Ответ мне подсказала недавняя сетевая дискуссия с убежденными дарвинистами, материалистами, позитивистами и иными технократами базаровского толка, презирающими все гуманитарное и всех, кто смеет усомниться в научной картине мира. Напоминания о том, что когда-то строгой наукой считалась алхимия, их не убеждают. Они полагают, что наука отбирает у овцы мечту о пастухе,― то есть мир, лишенный Бога, свободнее, гуманнее и чище. Правда, презрение редко (гораздо реже веры) совмещается с гуманностью, а в нешуточной ярости, с которой позитивисты громят все антинаучное, как-то не прослеживается ни свободы, ни чистоты. Сплошные стадность и подспудная уязвленность. Собственно, об этом Тургенев и написал «Отцов и детей» ― как гибнет человек, не верящий «во все такие штуки». И растет из Базарова в финале предсказанный им лопух, напоминая «о вечном примирении и о жизни бесконечной». Их, может быть, и нет ― ни вечной жизни, ни примирения. Но тот, кто их допускает, ведет себя как-то лучше, как-то человечней; а опыт подсказывает мне, что если какая-то вещь человечней ― то она и реалистичней…
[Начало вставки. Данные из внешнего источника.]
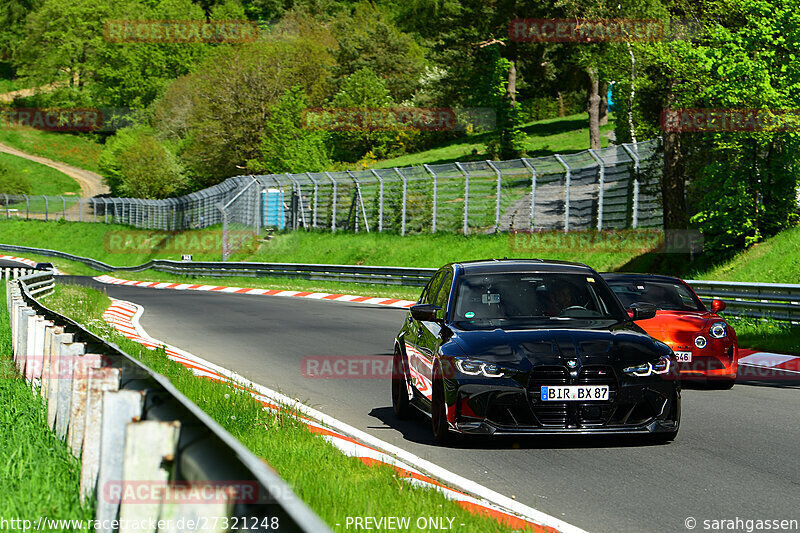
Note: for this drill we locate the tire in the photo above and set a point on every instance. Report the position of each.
(439, 425)
(400, 404)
Я спросил как-то философа Константина Крылова, чем, на его взгляд, отличается верующий от материалиста: ведь моральных различий нет ― мало ли мы знаем высокоморальных атеистов и агностиков, мало ли фарисеев и торгашей в храмах? На что Крылов мгновенно ответил: отличия религиозного сознания ― любопытство и благодарность. Благодарность ― желание обратиться к кому-то конкретному и сказать спасибо за все вот это. А любопытство ― категорическое несогласие мириться с тем, что все познаваемо; сознание относительности своих знаний, неокончательности. Я понимаю, что позитивизм предлагает человеку гораздо более гордую позицию ― почти сверхчеловечность: я все знаю или, по крайней мере, могу узнать. А все верующие ― трусы, бараны, нуждающиеся в пастыре, дети, мечтающие о розге… Знаем, плавали, слышали, наблюдали в действии. Не впечатляет.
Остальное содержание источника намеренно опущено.